The New York Herald Tribune gives some additional light upon the man, perhaps better known here by his books than through them:

"Thomas Mann writes in another mood than that prevailing in the current crop of American novelists. 'The most responsible of living artists,' he was called at his fiftieth birthday. It is difficult to reconcile his serious work with the fact that he began his literary career as an editor of Simplicissimus, the Munich Punch. Literature is to him, as he himself puts it, 'a heroic activity, a consecrated life'; and if he is never the crusader, the music of humanity rings in his every page. "'The Magic Mountain,"' Ludwig Lewisohn wrote, 'is such a novel as H. G. Wells might have written had he added philosophic to scientific culture, and were by temper a great artist rather than an eager propagandist and a telling journalist.' It is a prose epic, a philosophic symphony which in novel form seeks to affirm, picture, and pass judgment upon an era, and does so without the sense of putrefaction which marks so many lesser efforts to epitomize the age.
"To the solid bourgeois qualities of his Lubeck ancestors—his father was a merchant and a Senator in the little Hanseatic free city—Mann adds a Latin quality which he may have inherited from his Brazilian mother. 'Death in Venice' includes, even in inadequate translation, some of the most exquisite prose poetry of our day.
"In honoring Thomas Mann the Swedish Academy gave new luster to the Nobel prizes, for it gave its laurels to a man already recognized as a great world citizen."

The Nation states Thomas Mann's relation to English authors, and shows wherein he has outdistanced them:

"'Buddenbrooks' links Mann with the tradition of Galsworthy and Wells, but he begins, both as an artist and a thinker, where they leave off.
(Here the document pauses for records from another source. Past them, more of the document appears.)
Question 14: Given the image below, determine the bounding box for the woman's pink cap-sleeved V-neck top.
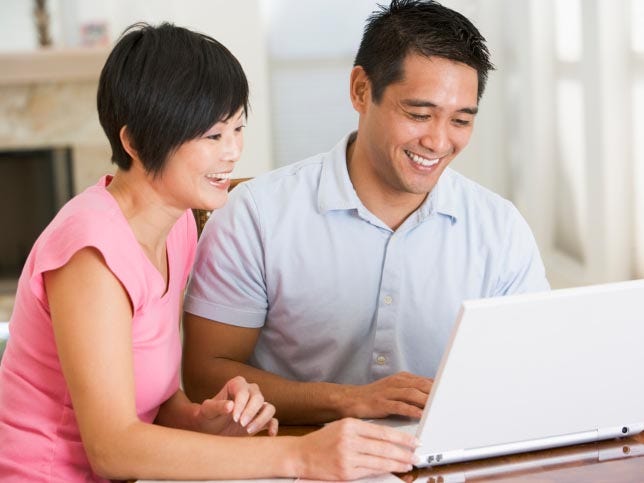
[0,176,197,482]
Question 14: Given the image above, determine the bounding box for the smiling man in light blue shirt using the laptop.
[184,0,549,423]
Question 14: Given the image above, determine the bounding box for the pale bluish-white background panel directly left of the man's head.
[263,0,377,166]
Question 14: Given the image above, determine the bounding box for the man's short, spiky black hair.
[354,0,494,102]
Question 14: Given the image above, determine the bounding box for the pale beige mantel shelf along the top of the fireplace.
[0,47,109,86]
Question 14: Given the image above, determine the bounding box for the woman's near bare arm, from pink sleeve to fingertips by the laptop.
[45,248,414,479]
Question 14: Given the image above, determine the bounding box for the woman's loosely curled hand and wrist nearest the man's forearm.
[194,376,278,436]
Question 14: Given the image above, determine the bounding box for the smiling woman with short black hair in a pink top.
[0,24,414,481]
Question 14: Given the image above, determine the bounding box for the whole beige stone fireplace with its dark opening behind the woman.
[0,48,113,291]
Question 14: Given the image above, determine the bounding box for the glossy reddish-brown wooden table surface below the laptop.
[280,426,644,483]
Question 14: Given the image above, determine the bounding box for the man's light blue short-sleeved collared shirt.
[185,136,549,384]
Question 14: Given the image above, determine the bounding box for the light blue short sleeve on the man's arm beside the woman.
[184,184,268,328]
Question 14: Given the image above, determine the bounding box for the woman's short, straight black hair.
[97,23,248,175]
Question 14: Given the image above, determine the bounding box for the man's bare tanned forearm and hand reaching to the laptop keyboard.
[183,312,432,424]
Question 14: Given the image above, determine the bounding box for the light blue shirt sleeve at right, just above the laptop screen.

He has obviously found both the form and the content of the works produced by their school inadequate, and he has succeeded in creating something new. On the intellectual side his work reveals a shift from politics and sociology in the direction of metaphysics and philosophy; on the formal side, a shift from literal realism in the direction of a more highly imaginative method which makes use of acute observation, but is not content with mere reproduction. 'The Magic Mountain,' in particular, is an answer to those who have asked for something radically new in fiction, because they have felt that sociological realism was played out. It belongs to no established genre, and thus, tho its author is by no means a young man. The Nobel Prize Committee may be said to have honored one who belongs rather to the future than to the past. Thomas Mann is a prophet, not in the sense that he has predicted future events, but in the sense that he seems to have anticipated the problems and the interests of a time subsequent to that in which he writes."